# How do you achieve this effect in Photoshop?



## JDBB (Jul 31, 2008)

Hey guys, say you take a color picture with a dSLR and then want to convert it into black and white so that it looks like this for example. 






You know what I mean? The very dark background and the merely gray subject. High contrast. Very a la Anne Geddes. How can I achieve that effect from a regular color picture. How much is the setting and how much is the photoshop? Can it be done just with photoshop and without the physical settings? I don't have a black backdrop if that's what that is.
Here's another example on flickr of a great artist that achieves these great effects. 

http://flickr.com/photos/14080255@N08/2183674849

Any help is surely appreciated


----------



## ann (Jul 31, 2008)

black backdrop and carefully lighting


----------



## freelunch (Jul 31, 2008)

As ann said, or you could achieve that result (solid black) with a cutout (paths, bezier curves).


----------



## JDBB (Jul 31, 2008)

How do you do that in photoshop though:er:?


----------



## Makavelli (Jul 31, 2008)

JDBB said:


> How do you do that in photoshop though:er:?

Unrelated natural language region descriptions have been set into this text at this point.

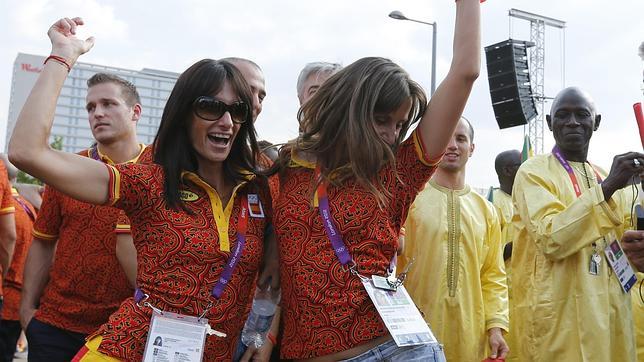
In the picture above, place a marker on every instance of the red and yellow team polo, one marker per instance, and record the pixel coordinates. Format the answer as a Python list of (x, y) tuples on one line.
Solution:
[(181, 256), (87, 283), (325, 309), (25, 216), (6, 201)]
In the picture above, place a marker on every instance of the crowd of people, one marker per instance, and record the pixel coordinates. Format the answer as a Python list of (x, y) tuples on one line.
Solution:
[(136, 250)]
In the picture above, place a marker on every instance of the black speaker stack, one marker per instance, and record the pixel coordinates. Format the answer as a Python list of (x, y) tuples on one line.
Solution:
[(509, 79)]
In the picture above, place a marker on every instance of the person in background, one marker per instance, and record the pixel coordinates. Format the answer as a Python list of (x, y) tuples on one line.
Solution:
[(73, 280), (354, 166), (25, 216), (567, 302), (198, 212), (458, 277)]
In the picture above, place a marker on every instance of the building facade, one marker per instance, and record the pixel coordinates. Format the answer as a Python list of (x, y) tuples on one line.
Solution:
[(70, 121)]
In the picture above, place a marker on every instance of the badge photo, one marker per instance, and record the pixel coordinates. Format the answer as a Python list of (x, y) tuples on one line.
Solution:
[(255, 208)]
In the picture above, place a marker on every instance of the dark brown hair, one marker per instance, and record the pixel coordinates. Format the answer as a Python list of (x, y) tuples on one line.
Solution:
[(173, 147), (338, 121)]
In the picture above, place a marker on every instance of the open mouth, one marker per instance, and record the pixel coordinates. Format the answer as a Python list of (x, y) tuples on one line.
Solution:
[(220, 139)]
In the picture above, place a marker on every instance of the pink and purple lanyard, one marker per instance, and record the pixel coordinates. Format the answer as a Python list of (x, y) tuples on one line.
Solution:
[(339, 247), (231, 263), (557, 153)]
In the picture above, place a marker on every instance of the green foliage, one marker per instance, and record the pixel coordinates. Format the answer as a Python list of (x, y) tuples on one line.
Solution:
[(25, 178)]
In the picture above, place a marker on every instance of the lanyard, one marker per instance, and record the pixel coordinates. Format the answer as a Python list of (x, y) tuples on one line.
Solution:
[(557, 153), (332, 231), (231, 263), (26, 208), (233, 259)]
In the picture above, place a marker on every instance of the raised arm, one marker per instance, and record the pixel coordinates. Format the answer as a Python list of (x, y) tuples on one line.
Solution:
[(447, 103), (80, 177)]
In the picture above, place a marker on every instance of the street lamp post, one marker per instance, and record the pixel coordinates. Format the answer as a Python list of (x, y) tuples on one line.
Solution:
[(399, 16)]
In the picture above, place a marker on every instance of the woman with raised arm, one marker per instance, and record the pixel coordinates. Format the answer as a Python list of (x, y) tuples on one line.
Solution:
[(198, 213), (346, 184)]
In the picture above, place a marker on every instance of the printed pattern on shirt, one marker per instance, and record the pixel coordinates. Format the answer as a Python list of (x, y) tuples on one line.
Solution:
[(13, 280), (86, 282), (325, 309), (180, 261)]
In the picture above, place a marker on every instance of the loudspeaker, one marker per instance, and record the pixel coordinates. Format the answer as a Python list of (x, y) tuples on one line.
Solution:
[(509, 79)]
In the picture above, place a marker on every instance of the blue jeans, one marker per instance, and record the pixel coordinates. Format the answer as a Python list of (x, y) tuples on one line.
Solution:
[(388, 351)]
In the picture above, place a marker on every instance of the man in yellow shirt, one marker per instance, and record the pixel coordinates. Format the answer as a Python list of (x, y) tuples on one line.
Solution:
[(458, 278), (567, 303), (506, 165)]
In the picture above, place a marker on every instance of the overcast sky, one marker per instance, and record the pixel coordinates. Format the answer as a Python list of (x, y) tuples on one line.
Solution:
[(601, 41)]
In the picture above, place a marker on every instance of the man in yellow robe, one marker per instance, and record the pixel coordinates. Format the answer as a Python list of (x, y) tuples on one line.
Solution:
[(458, 278), (567, 304), (506, 165)]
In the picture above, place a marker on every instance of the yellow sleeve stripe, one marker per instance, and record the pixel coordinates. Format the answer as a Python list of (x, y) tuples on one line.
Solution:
[(122, 229), (7, 210), (114, 187), (43, 236), (421, 151)]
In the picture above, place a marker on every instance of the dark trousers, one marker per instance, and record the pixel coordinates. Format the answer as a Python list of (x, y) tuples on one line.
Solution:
[(51, 344), (9, 334)]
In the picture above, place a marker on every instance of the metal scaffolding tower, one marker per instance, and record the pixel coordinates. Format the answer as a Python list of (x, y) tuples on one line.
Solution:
[(538, 25)]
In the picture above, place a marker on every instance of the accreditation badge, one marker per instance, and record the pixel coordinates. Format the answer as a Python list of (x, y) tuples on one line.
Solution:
[(175, 337), (620, 265), (402, 318), (255, 208)]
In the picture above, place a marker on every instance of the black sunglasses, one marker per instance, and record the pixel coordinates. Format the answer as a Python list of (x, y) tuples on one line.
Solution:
[(210, 109)]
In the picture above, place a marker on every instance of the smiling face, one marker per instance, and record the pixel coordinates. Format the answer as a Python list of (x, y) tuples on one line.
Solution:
[(459, 149), (388, 125), (572, 121), (213, 140), (110, 117)]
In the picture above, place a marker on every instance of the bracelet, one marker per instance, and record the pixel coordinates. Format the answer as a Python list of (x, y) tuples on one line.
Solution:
[(60, 60), (271, 338)]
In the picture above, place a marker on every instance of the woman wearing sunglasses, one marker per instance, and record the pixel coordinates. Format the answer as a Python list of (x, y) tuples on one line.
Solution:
[(198, 214), (346, 185)]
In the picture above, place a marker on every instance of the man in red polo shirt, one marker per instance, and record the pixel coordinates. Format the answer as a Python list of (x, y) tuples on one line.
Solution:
[(72, 278), (25, 214), (7, 224)]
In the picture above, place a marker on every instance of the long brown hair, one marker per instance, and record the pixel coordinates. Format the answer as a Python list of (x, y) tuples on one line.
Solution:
[(338, 122), (173, 147)]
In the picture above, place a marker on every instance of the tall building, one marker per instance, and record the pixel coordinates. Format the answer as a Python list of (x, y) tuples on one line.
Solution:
[(70, 121)]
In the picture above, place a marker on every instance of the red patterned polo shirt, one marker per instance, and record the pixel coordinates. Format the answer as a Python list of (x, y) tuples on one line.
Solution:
[(325, 308), (25, 216), (6, 203), (86, 281), (180, 258)]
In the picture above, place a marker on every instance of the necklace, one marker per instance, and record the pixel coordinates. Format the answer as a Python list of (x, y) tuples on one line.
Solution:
[(583, 172)]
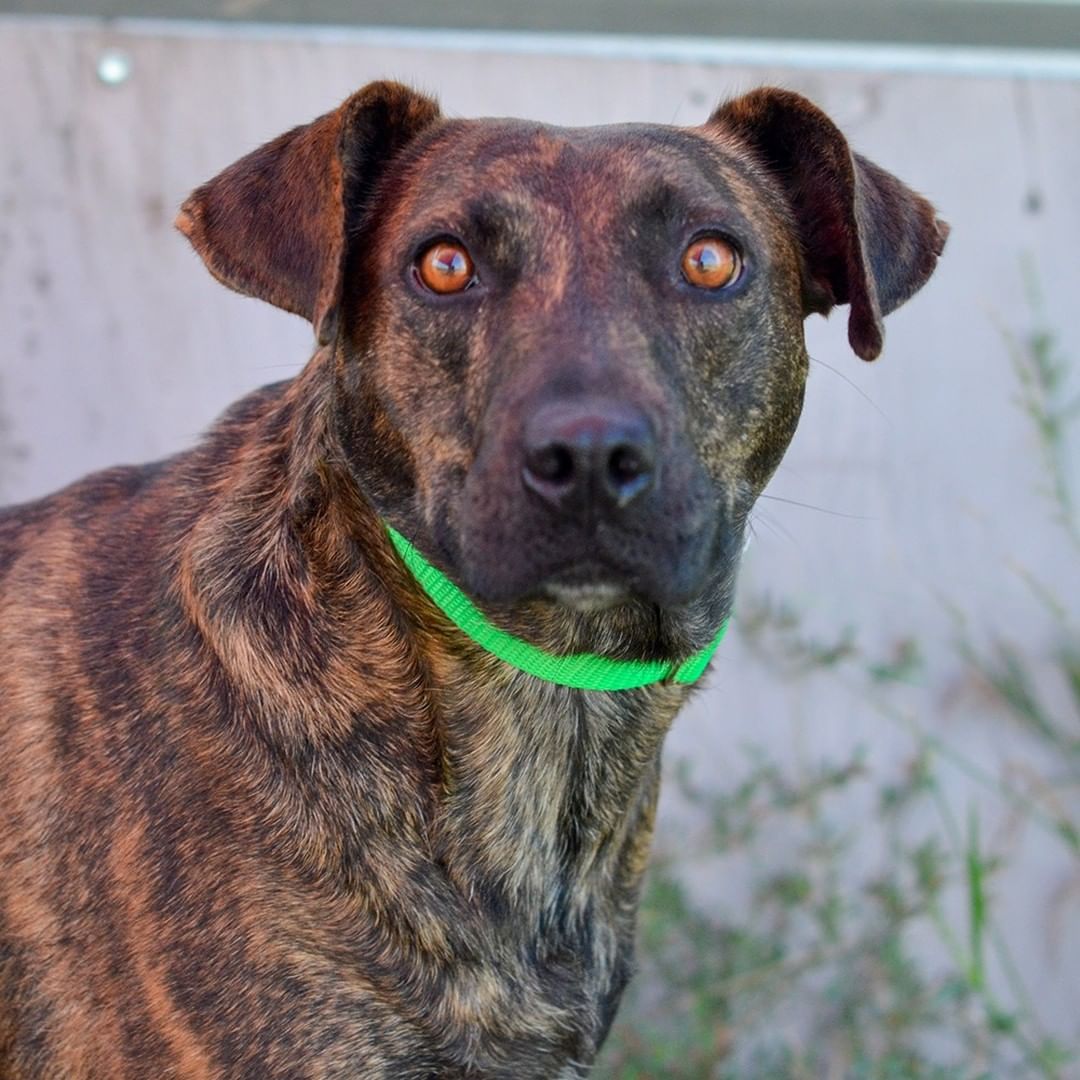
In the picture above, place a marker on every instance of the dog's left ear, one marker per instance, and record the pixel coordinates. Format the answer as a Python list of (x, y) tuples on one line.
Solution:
[(867, 240), (275, 224)]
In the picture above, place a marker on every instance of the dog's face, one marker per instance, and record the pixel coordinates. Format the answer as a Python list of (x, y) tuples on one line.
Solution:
[(567, 361)]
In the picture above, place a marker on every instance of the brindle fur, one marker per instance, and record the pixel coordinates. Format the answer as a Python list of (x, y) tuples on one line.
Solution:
[(265, 813)]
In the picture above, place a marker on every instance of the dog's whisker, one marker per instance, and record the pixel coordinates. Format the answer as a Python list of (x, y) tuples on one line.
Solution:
[(821, 510), (854, 386)]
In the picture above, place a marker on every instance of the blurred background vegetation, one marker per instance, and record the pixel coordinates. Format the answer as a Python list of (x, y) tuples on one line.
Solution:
[(896, 966)]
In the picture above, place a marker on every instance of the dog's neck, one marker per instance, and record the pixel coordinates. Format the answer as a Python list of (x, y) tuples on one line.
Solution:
[(512, 790)]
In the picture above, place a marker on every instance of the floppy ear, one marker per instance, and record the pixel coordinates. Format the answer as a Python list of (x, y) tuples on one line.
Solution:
[(275, 224), (867, 239)]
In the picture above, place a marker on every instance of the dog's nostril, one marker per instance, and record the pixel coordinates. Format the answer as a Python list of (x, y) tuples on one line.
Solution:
[(625, 464), (554, 464)]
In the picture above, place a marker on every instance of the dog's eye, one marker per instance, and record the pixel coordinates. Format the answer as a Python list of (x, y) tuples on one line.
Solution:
[(712, 262), (445, 267)]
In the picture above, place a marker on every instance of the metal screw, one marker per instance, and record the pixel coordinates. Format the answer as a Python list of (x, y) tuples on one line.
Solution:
[(113, 67)]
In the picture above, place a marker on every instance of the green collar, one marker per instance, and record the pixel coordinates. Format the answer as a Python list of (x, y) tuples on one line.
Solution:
[(582, 671)]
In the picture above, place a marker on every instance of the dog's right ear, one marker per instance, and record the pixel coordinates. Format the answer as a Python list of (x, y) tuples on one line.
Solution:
[(275, 224)]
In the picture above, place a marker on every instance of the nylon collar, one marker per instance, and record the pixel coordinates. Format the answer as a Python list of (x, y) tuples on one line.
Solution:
[(582, 671)]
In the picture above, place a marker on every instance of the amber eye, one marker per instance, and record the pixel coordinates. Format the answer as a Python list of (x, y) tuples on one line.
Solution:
[(711, 262), (445, 268)]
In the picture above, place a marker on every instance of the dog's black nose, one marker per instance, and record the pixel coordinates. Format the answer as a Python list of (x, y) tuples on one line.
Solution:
[(589, 456)]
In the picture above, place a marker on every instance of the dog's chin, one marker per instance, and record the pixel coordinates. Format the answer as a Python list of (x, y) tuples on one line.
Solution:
[(588, 598)]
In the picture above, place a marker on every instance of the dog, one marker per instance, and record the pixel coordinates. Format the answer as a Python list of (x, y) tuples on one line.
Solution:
[(331, 746)]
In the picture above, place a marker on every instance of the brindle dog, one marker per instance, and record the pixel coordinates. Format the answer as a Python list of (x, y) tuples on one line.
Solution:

 It can be done in photoshop without any physical settings.
If you are using a color photo first you convert it into black and white. 
Then you go to "Image~adjustment~Levels and slide the top bar all the way to the right turning everything black.
click back to your black and white layer in your history box
Now on the same history box, click the small box on the LEFT of "levels"
Next you press the Y on your keyboard to get the history brush. Choose a soft brush, choose the opacity of your brush and start painting over everything you want turn black .
To get all the small details I usually magnify the picture so you can see everything in great detail.


----------



## JDBB (Jul 31, 2008)

Makavelli said:


> It can be done in photoshop without any physical settings.
> If you are using a color photo first you convert it into black and white.
> Then you go to "Image~adjustment~Levels and slide the top bar all the way to the right turning everything black.
> click back to your black and white layer in your history box
> ...


  Can't seem to make it work. I get stuck in trying to paint over whatever I want black


----------